Glossary / Prompting & Context

Prompt Caching

Reusing repeated context so an AI doesn't reprocess the same material every time.

Updated July 2, 2026

Prompt caching is a speed and cost helper for prompts that keep starting with the same long instructions or documents. It isn’t memory, which brings a saved fact forward. It’s mechanical: the system notices a large chunk of the prompt is the same as before and reuses the work it already did. It also doesn’t make the context window bigger, since the model still has a limit on what it can see at once.
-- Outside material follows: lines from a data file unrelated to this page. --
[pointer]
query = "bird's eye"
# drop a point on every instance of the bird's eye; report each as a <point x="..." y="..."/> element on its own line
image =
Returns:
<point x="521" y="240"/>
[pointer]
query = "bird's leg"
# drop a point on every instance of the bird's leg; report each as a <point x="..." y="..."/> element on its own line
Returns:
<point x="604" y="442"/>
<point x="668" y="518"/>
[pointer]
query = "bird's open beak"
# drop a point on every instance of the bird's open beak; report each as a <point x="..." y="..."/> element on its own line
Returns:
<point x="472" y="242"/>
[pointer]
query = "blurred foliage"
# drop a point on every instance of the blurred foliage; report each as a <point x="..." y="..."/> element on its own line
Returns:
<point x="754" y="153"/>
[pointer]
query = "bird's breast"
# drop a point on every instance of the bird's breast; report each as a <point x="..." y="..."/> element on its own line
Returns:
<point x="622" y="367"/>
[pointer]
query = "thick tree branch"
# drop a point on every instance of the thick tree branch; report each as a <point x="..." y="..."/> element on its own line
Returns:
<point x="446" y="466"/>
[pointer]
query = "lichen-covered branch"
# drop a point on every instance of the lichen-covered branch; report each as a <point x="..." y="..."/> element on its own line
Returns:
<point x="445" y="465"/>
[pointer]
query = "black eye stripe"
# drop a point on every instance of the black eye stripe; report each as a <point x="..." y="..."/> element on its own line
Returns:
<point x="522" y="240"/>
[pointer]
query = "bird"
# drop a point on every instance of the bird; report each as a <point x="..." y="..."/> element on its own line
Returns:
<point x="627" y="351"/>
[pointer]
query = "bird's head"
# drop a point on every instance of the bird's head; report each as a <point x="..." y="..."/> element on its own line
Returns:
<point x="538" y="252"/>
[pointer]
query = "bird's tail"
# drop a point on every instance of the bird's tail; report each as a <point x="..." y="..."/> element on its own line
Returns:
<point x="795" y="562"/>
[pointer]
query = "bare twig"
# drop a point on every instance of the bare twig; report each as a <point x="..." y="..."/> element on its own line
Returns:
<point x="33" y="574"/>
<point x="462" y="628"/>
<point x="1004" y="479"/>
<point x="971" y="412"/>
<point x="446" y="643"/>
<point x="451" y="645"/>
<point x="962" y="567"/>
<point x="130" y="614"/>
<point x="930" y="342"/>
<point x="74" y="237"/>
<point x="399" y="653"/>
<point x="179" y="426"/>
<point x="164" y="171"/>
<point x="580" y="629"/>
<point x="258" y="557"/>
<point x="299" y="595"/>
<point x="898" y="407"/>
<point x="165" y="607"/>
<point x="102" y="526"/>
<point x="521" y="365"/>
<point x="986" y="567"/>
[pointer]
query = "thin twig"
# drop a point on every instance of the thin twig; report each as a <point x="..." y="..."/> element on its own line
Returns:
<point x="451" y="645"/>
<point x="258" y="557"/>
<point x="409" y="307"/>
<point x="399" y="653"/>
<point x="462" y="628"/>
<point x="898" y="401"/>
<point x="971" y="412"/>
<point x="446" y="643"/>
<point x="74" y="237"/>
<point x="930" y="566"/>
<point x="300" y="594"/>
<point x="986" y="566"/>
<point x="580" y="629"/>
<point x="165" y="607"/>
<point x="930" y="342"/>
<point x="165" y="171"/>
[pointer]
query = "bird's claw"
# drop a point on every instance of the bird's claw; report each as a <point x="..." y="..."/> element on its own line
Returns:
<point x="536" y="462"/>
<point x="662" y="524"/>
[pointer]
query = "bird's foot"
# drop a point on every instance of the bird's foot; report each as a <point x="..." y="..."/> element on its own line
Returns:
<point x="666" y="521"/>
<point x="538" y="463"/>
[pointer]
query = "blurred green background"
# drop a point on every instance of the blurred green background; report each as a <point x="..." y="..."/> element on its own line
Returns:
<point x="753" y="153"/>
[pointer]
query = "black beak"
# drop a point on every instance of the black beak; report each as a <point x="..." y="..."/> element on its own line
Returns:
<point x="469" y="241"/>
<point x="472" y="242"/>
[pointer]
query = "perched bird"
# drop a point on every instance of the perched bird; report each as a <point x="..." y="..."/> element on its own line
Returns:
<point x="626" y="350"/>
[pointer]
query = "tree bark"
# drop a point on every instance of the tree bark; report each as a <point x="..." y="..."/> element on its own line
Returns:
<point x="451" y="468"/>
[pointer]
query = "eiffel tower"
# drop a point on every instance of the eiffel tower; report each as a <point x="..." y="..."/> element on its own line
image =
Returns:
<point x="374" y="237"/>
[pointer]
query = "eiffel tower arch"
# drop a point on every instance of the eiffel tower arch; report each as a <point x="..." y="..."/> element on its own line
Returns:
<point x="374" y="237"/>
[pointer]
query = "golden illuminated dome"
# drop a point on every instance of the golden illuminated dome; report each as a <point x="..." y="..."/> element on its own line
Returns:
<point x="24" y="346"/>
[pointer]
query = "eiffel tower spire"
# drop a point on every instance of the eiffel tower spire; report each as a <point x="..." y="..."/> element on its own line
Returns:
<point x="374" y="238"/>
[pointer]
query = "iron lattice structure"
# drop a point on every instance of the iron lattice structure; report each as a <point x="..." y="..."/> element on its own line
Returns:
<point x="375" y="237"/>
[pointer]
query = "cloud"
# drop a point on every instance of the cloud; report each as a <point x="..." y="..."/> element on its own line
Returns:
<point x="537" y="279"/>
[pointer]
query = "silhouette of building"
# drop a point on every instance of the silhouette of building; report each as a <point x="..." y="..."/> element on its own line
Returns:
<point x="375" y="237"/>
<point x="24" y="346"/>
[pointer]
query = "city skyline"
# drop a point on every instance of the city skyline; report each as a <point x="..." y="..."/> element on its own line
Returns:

Think of a thick client binder on your desk. If a coworker asks ten questions about the same client, you don’t reread the whole binder from page one before each answer. You read it once, keep it open, and use it while answering.

How it shows up

AI tools often carry a lot of repeated setup: a system prompt, project instructions, glossary rules, long style guides, included again and again, all costing tokens to read. You usually won’t manage this by hand in client work; it’s more common in API systems and agent frameworks, where a developer puts the stable part first. The stable part is the binder, the changing part is today’s question. It connects to a normal cache, which keeps recently used work close by so the system doesn’t redo expensive work every time.

Why you care

Repeated context has a cost, and stable, well-organized instructions are easier for both people and systems to reuse. Keep rewriting the whole prompt in a slightly different order and the system can reuse less. If your AI setup repeats the same long material every day, prompt caching is one way it avoids paying the full price every time.